Die Bestimmung des § 548 Abs. 1 BGB ist auf das durch die vertragliche Beziehung geprägte Verhältnis Vermieter/Mieter zugeschnitten. Dem Verhältnis der Wohnungseigentümer zum Mieter einer Eigentumswohnung liegt eine andere Interessenlage zugrunde. Die Anwendung des § 548 Abs. 1 BGB auf Ansprüche der am Mietvertrag nicht beteiligten WEG, die weder mit dem vermietenden Wohnungseigentümer wirtschaftlich eng verflochtenen noch ansonsten nur zufällig mit diesem nicht personenidentisch ist, ist nicht gerechtfertigt.

Der einzelne Wohnungseigentümer kann gemäß § 13 Abs. 1 WEG grundsätzlich mit den in seinem Sondereigentum stehenden Gebäudeteilen (Eigentumswohnung) nach Belieben verfahren. Er entscheidet über die Nutzung seines Sondereigentums allein; er kann es vermieten und dem Mieter in diesem Rahmen gem. § 13 Abs. 2 i.V.m. § 14 Nr. 2 WEG auch den Mitgebrauch des Gemeinschaftseigentums verschaffen. Die Überlassung der Mietsache - auch soweit der Mitgebrauch des Gemeinschaftseigentums betroffen ist - beruht nicht auf einer Verfügung der WEG über das Gemeinschaftseigentum, sondern allein auf einer Disposition des vermietenden Wohnungseigentümers.

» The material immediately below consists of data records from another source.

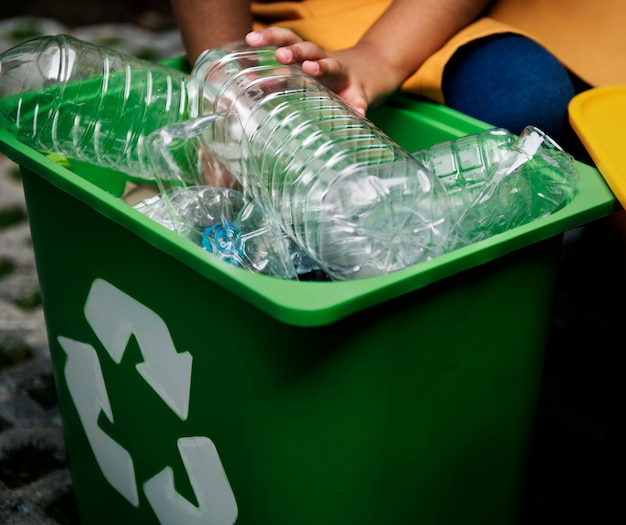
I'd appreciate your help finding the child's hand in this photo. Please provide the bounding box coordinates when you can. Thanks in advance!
[246,27,369,115]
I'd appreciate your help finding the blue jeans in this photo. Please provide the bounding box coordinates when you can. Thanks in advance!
[443,34,585,157]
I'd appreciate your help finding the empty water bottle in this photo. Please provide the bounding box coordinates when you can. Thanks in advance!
[413,126,579,249]
[192,44,449,279]
[135,186,298,279]
[0,35,198,179]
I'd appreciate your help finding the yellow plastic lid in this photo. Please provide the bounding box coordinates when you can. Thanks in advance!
[569,86,626,207]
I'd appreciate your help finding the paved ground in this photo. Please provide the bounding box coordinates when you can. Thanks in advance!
[0,8,626,525]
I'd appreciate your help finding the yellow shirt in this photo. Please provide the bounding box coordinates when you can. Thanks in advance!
[252,0,626,101]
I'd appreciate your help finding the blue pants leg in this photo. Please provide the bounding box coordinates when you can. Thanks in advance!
[443,34,580,155]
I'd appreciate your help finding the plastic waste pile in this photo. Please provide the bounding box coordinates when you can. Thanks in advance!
[0,35,578,280]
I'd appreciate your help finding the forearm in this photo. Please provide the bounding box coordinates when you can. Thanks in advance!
[352,0,490,97]
[171,0,252,63]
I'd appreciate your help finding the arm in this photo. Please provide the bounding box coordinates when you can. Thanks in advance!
[247,0,489,114]
[171,0,252,64]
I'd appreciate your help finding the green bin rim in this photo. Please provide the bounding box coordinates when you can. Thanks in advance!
[0,95,619,326]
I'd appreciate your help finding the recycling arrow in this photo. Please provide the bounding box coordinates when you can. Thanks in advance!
[144,437,238,525]
[85,279,192,421]
[57,279,238,525]
[57,337,139,507]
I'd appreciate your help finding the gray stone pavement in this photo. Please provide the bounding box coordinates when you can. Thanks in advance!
[0,14,183,525]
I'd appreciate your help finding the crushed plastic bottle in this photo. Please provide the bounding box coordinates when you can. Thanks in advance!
[413,126,580,250]
[141,114,298,279]
[135,186,298,279]
[0,35,198,180]
[192,44,449,280]
[449,126,580,249]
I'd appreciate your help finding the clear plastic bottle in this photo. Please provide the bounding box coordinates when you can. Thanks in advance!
[135,186,298,279]
[413,126,580,250]
[413,128,516,225]
[0,35,198,179]
[192,44,449,280]
[143,114,316,279]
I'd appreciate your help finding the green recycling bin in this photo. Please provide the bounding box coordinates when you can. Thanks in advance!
[0,88,617,525]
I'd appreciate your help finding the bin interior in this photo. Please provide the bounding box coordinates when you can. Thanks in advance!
[0,87,617,326]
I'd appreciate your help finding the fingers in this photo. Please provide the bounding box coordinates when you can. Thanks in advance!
[246,27,302,47]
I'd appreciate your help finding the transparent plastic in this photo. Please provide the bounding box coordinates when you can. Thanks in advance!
[192,43,449,280]
[413,126,580,250]
[0,35,198,179]
[143,114,302,279]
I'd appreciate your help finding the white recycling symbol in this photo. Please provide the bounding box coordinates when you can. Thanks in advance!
[57,279,238,525]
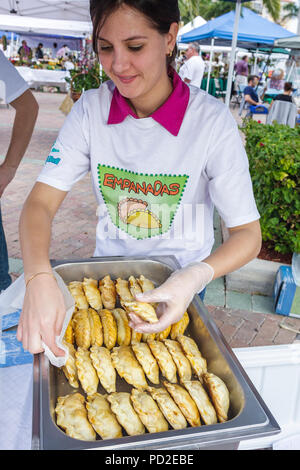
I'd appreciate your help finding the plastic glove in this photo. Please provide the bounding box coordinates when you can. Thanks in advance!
[129,262,214,333]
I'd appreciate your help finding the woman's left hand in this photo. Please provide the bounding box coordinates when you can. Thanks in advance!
[129,262,214,333]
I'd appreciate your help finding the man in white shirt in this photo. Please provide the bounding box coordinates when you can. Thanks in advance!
[179,42,205,88]
[0,51,38,292]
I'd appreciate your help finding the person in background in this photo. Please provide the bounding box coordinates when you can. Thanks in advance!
[179,42,205,88]
[35,42,44,60]
[18,39,32,61]
[56,44,70,59]
[234,55,249,91]
[0,51,38,292]
[244,75,261,106]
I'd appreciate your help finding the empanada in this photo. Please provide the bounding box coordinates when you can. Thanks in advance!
[68,281,89,309]
[164,339,192,381]
[122,302,158,323]
[116,277,133,306]
[137,274,155,292]
[107,392,145,436]
[163,381,201,427]
[131,388,169,433]
[82,277,103,311]
[99,275,117,310]
[75,347,99,395]
[99,308,118,349]
[182,380,218,424]
[131,343,159,385]
[128,276,143,298]
[90,345,117,393]
[72,309,91,349]
[203,373,230,423]
[86,393,122,439]
[155,325,172,341]
[111,346,147,388]
[147,341,177,383]
[112,308,131,346]
[88,308,103,346]
[177,335,207,382]
[170,312,190,339]
[62,341,79,388]
[147,387,187,429]
[55,393,96,441]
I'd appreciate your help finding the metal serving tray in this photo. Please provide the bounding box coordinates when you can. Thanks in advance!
[32,256,280,450]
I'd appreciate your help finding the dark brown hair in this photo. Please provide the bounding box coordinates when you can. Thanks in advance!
[90,0,180,64]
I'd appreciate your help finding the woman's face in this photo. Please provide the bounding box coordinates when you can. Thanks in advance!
[98,5,178,100]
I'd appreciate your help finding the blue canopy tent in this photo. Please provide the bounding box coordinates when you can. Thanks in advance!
[179,5,293,105]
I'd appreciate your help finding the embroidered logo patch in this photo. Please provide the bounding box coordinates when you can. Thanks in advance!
[98,164,188,240]
[45,144,61,165]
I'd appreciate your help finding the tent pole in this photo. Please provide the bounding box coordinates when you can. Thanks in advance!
[225,0,242,107]
[206,38,215,93]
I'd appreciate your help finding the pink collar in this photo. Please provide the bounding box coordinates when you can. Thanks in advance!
[107,67,190,136]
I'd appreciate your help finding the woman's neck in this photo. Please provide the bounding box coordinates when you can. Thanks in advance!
[127,74,173,118]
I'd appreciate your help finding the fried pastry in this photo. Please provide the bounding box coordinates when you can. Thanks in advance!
[62,341,79,388]
[107,392,145,436]
[116,277,133,306]
[142,333,156,343]
[99,308,118,349]
[88,308,103,346]
[112,308,131,346]
[182,380,218,424]
[148,341,177,383]
[68,281,89,309]
[137,274,155,292]
[111,346,147,388]
[55,393,96,441]
[155,325,172,341]
[131,388,169,432]
[203,373,230,423]
[131,328,143,344]
[131,343,159,385]
[171,312,190,339]
[163,381,201,427]
[123,302,158,323]
[177,335,207,382]
[147,387,187,429]
[128,276,143,298]
[72,309,91,349]
[164,339,192,381]
[64,319,74,344]
[75,347,99,395]
[99,275,117,310]
[86,393,122,439]
[82,277,102,311]
[90,345,117,393]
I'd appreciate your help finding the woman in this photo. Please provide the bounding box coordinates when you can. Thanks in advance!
[18,0,261,355]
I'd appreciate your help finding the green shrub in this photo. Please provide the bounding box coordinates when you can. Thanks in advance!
[241,120,300,253]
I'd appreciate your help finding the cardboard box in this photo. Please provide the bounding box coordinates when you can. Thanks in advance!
[274,266,300,318]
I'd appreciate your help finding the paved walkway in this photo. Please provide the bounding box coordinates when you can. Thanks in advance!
[0,92,300,347]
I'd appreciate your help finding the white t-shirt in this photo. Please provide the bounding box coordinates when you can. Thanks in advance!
[0,51,29,103]
[38,81,259,266]
[179,55,205,88]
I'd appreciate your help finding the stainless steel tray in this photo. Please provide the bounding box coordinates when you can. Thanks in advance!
[32,256,280,450]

Vor diesem Hintergrund besteht kein Anlass, die WEG hinsichtlich der Verjährung von Schadensersatzansprüchen den Sondervorschriften des Mietrechts zu unterwerfen. Die WEG hat vielfach keine Kenntnis vom Auszug eines Mieters eines ihrer Wohnungseigentümer. Sie hat demgemäß auch keine Veranlassung, das dem Mieter zum Mitgebrauch überlassene Gemeinschaftseigentum wie Hauseingangsbereich, Treppenhaus und Aufzug zeitnah zum Auszug oder der Rückgabe der Wohnung zu untersuchen.

Auch die Interessen des Mieters gebieten eine Anwendung des § 548 Abs. 1 BGB auf Schadensersatzansprüche der WEG gegen ihn nicht. Bei der Anmietung einer Eigentumswohnung ist für den verständigen Mieter erkennbar, dass eine (vertragswidrige) Nutzung von im Gemeinschaftseigentum stehenden Sachen Eigentumsrechte der nicht am Mietvertrag beteiligten - und auch nicht dem "Lager" des Vermieters zuzurechnenden - Wohnungseigentümergemeinschaft verletzen kann. Im übrigen würde andernfalls gemäß § 548 Abs. 1 Satz 3 BGB auch die Verjährung der im laufenden Mietverhältnis entstandenen Ersatzansprüche der Wohnungseigentümergemeinschaft gegen den Mieter (erst) mit der Rückgabe der Mietsache beginnen.

Der Schadensersatzanspruch der WEG gegen den Mieter einer Eigentumswohnung wegen Schäden am Gemeinschaftseigentum unterliegt nach alledem der Regelverjährung aus § 195 BGB.